In the third year of the three-year West Coast contract, those rates move up to a range from $27.18 an hour to $35.33 an hour with overtime pay going as high as $63.59.

For a 2,000-hour year, which employees say applies to the majority of the West Coast workers, the range goes from $55,000 to $130,000 in the last year.

The employers on the West Coast say looking at just the basic wage rates doesn't show the whole story. The Pacific Maritime Association said its members paid 2,000-hour workers an average $99,000 to $156,000 last year. The union says those figures must count benefit costs and other extras and that the wages-only figure is much lower.

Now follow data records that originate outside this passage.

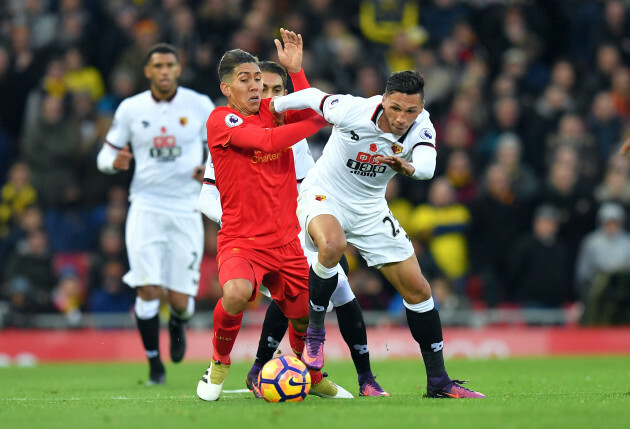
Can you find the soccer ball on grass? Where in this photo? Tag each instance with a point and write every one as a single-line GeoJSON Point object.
{"type": "Point", "coordinates": [284, 379]}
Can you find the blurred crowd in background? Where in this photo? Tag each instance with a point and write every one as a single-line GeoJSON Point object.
{"type": "Point", "coordinates": [530, 99]}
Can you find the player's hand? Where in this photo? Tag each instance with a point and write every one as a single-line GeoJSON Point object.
{"type": "Point", "coordinates": [199, 172]}
{"type": "Point", "coordinates": [397, 164]}
{"type": "Point", "coordinates": [291, 55]}
{"type": "Point", "coordinates": [123, 159]}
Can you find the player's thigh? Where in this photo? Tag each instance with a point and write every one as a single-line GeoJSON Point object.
{"type": "Point", "coordinates": [248, 264]}
{"type": "Point", "coordinates": [379, 238]}
{"type": "Point", "coordinates": [147, 246]}
{"type": "Point", "coordinates": [289, 285]}
{"type": "Point", "coordinates": [313, 202]}
{"type": "Point", "coordinates": [185, 250]}
{"type": "Point", "coordinates": [406, 277]}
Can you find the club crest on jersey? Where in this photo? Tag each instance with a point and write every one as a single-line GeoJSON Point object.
{"type": "Point", "coordinates": [396, 149]}
{"type": "Point", "coordinates": [231, 120]}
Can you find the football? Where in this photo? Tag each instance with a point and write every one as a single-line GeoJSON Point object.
{"type": "Point", "coordinates": [284, 379]}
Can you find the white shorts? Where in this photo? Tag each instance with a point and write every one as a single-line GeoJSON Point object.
{"type": "Point", "coordinates": [343, 293]}
{"type": "Point", "coordinates": [377, 235]}
{"type": "Point", "coordinates": [164, 249]}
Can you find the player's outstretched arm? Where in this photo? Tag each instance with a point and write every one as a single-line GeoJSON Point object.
{"type": "Point", "coordinates": [422, 166]}
{"type": "Point", "coordinates": [198, 173]}
{"type": "Point", "coordinates": [397, 164]}
{"type": "Point", "coordinates": [290, 56]}
{"type": "Point", "coordinates": [309, 98]}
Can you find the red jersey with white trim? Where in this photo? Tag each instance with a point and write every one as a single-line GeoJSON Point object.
{"type": "Point", "coordinates": [255, 175]}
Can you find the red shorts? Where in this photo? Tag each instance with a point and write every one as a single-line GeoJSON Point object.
{"type": "Point", "coordinates": [283, 270]}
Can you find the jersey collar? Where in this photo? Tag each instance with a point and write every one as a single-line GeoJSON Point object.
{"type": "Point", "coordinates": [169, 99]}
{"type": "Point", "coordinates": [375, 116]}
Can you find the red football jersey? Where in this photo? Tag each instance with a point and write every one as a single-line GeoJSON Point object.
{"type": "Point", "coordinates": [255, 174]}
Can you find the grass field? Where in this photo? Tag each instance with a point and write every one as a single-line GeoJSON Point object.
{"type": "Point", "coordinates": [580, 392]}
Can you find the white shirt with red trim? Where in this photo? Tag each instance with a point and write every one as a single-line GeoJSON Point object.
{"type": "Point", "coordinates": [348, 168]}
{"type": "Point", "coordinates": [167, 139]}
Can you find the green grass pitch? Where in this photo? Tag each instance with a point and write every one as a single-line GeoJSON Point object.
{"type": "Point", "coordinates": [568, 392]}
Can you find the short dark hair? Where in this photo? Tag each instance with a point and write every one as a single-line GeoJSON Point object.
{"type": "Point", "coordinates": [232, 59]}
{"type": "Point", "coordinates": [273, 67]}
{"type": "Point", "coordinates": [161, 48]}
{"type": "Point", "coordinates": [407, 82]}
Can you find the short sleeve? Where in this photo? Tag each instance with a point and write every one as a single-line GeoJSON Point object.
{"type": "Point", "coordinates": [220, 127]}
{"type": "Point", "coordinates": [207, 106]}
{"type": "Point", "coordinates": [119, 133]}
{"type": "Point", "coordinates": [335, 107]}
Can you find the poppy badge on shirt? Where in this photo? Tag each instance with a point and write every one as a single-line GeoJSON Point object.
{"type": "Point", "coordinates": [232, 120]}
{"type": "Point", "coordinates": [396, 149]}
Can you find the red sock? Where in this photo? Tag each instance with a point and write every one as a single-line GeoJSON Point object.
{"type": "Point", "coordinates": [226, 329]}
{"type": "Point", "coordinates": [316, 376]}
{"type": "Point", "coordinates": [296, 340]}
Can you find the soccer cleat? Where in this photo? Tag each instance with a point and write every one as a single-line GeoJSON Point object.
{"type": "Point", "coordinates": [157, 374]}
{"type": "Point", "coordinates": [329, 390]}
{"type": "Point", "coordinates": [252, 384]}
{"type": "Point", "coordinates": [210, 386]}
{"type": "Point", "coordinates": [313, 355]}
{"type": "Point", "coordinates": [370, 387]}
{"type": "Point", "coordinates": [452, 389]}
{"type": "Point", "coordinates": [178, 340]}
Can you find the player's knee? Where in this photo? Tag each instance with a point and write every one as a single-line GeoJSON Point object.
{"type": "Point", "coordinates": [332, 248]}
{"type": "Point", "coordinates": [418, 292]}
{"type": "Point", "coordinates": [300, 325]}
{"type": "Point", "coordinates": [236, 295]}
{"type": "Point", "coordinates": [149, 293]}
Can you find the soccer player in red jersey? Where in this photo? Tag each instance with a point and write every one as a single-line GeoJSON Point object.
{"type": "Point", "coordinates": [255, 175]}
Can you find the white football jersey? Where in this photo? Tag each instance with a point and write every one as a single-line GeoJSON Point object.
{"type": "Point", "coordinates": [167, 139]}
{"type": "Point", "coordinates": [348, 168]}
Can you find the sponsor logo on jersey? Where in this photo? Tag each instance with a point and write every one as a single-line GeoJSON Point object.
{"type": "Point", "coordinates": [232, 120]}
{"type": "Point", "coordinates": [366, 157]}
{"type": "Point", "coordinates": [259, 158]}
{"type": "Point", "coordinates": [165, 148]}
{"type": "Point", "coordinates": [365, 165]}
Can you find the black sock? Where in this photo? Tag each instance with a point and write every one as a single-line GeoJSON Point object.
{"type": "Point", "coordinates": [426, 329]}
{"type": "Point", "coordinates": [352, 328]}
{"type": "Point", "coordinates": [320, 290]}
{"type": "Point", "coordinates": [274, 328]}
{"type": "Point", "coordinates": [150, 334]}
{"type": "Point", "coordinates": [175, 320]}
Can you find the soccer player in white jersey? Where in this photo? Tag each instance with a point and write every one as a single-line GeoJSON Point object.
{"type": "Point", "coordinates": [349, 315]}
{"type": "Point", "coordinates": [342, 200]}
{"type": "Point", "coordinates": [164, 130]}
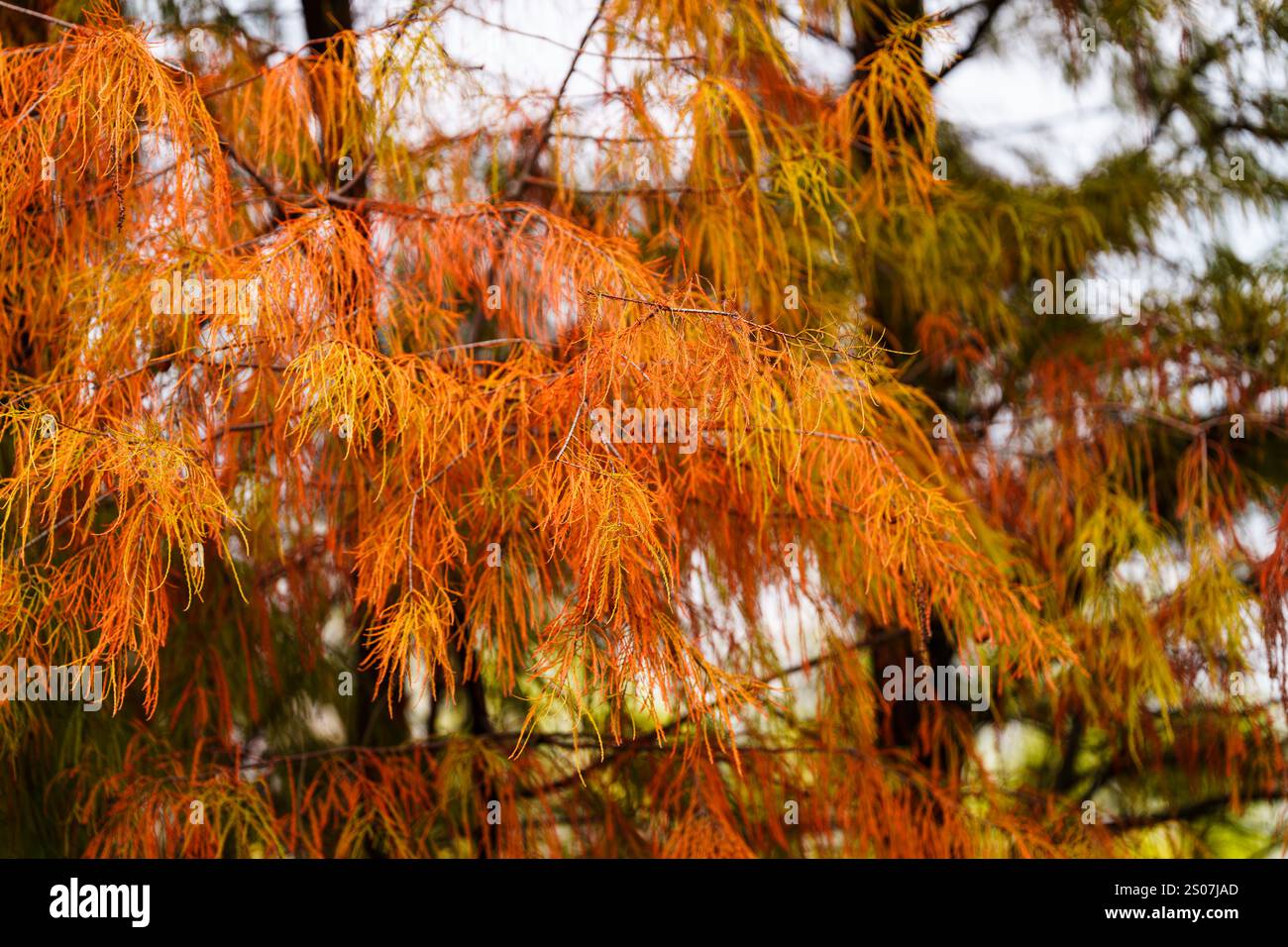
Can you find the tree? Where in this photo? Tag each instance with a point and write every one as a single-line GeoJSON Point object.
{"type": "Point", "coordinates": [432, 471]}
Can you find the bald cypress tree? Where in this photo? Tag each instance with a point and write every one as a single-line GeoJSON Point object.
{"type": "Point", "coordinates": [704, 454]}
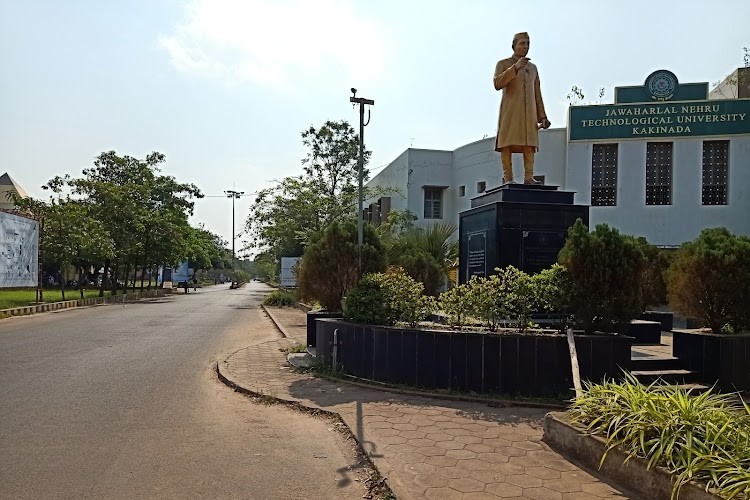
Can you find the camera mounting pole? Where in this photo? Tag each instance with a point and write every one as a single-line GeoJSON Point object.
{"type": "Point", "coordinates": [362, 103]}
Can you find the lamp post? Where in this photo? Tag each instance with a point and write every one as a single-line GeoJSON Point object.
{"type": "Point", "coordinates": [234, 195]}
{"type": "Point", "coordinates": [362, 102]}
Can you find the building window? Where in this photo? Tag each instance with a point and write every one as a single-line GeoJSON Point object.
{"type": "Point", "coordinates": [604, 175]}
{"type": "Point", "coordinates": [715, 172]}
{"type": "Point", "coordinates": [659, 173]}
{"type": "Point", "coordinates": [433, 198]}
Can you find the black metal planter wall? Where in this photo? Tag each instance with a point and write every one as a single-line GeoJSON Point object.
{"type": "Point", "coordinates": [508, 363]}
{"type": "Point", "coordinates": [723, 360]}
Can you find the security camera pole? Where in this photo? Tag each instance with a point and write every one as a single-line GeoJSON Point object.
{"type": "Point", "coordinates": [362, 102]}
{"type": "Point", "coordinates": [234, 195]}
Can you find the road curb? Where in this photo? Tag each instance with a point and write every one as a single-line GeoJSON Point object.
{"type": "Point", "coordinates": [71, 304]}
{"type": "Point", "coordinates": [376, 480]}
{"type": "Point", "coordinates": [499, 403]}
{"type": "Point", "coordinates": [276, 323]}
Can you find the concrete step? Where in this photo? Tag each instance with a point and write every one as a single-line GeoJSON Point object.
{"type": "Point", "coordinates": [648, 363]}
{"type": "Point", "coordinates": [677, 376]}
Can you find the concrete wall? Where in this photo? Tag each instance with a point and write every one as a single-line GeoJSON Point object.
{"type": "Point", "coordinates": [666, 224]}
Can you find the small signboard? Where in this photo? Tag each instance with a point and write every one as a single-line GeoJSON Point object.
{"type": "Point", "coordinates": [288, 276]}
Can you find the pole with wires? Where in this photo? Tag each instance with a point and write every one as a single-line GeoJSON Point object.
{"type": "Point", "coordinates": [360, 166]}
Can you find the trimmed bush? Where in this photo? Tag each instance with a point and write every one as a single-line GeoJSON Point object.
{"type": "Point", "coordinates": [703, 438]}
{"type": "Point", "coordinates": [279, 298]}
{"type": "Point", "coordinates": [399, 299]}
{"type": "Point", "coordinates": [606, 273]}
{"type": "Point", "coordinates": [329, 267]}
{"type": "Point", "coordinates": [366, 303]}
{"type": "Point", "coordinates": [457, 304]}
{"type": "Point", "coordinates": [552, 289]}
{"type": "Point", "coordinates": [655, 267]}
{"type": "Point", "coordinates": [709, 279]}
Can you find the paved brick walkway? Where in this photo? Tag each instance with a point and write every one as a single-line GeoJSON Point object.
{"type": "Point", "coordinates": [426, 447]}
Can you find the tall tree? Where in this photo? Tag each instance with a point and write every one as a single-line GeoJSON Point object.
{"type": "Point", "coordinates": [297, 209]}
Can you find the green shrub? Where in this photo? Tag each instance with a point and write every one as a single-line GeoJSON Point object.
{"type": "Point", "coordinates": [704, 438]}
{"type": "Point", "coordinates": [456, 303]}
{"type": "Point", "coordinates": [552, 289]}
{"type": "Point", "coordinates": [606, 272]}
{"type": "Point", "coordinates": [279, 298]}
{"type": "Point", "coordinates": [388, 298]}
{"type": "Point", "coordinates": [329, 267]}
{"type": "Point", "coordinates": [709, 279]}
{"type": "Point", "coordinates": [366, 303]}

Hawaii dockworkers say those figures certainly don't apply to them, since they don't work the hours put in by their counterparts on the West Coast, where a booming economy and busy ship traffic mean plenty of overtime hours.

If the Hawaii union gets the same increase the West Coast ILWU won -- 8 percent over three years -- it will have little effect on the cost of living in Hawaii, said Lawrence Boyd, a professor and labor economics expert at the University of Hawaii.

Boyd figures that, counting wages and benefits, an increase of that level would add only 1 cent to the cost of a 25-pound bag of rice. His estimates show that handling that product on the docks here now costs only about 7 cents a bag.

That, he said, is less than the handling cost in 1960, before the efficiencies gained from containerization.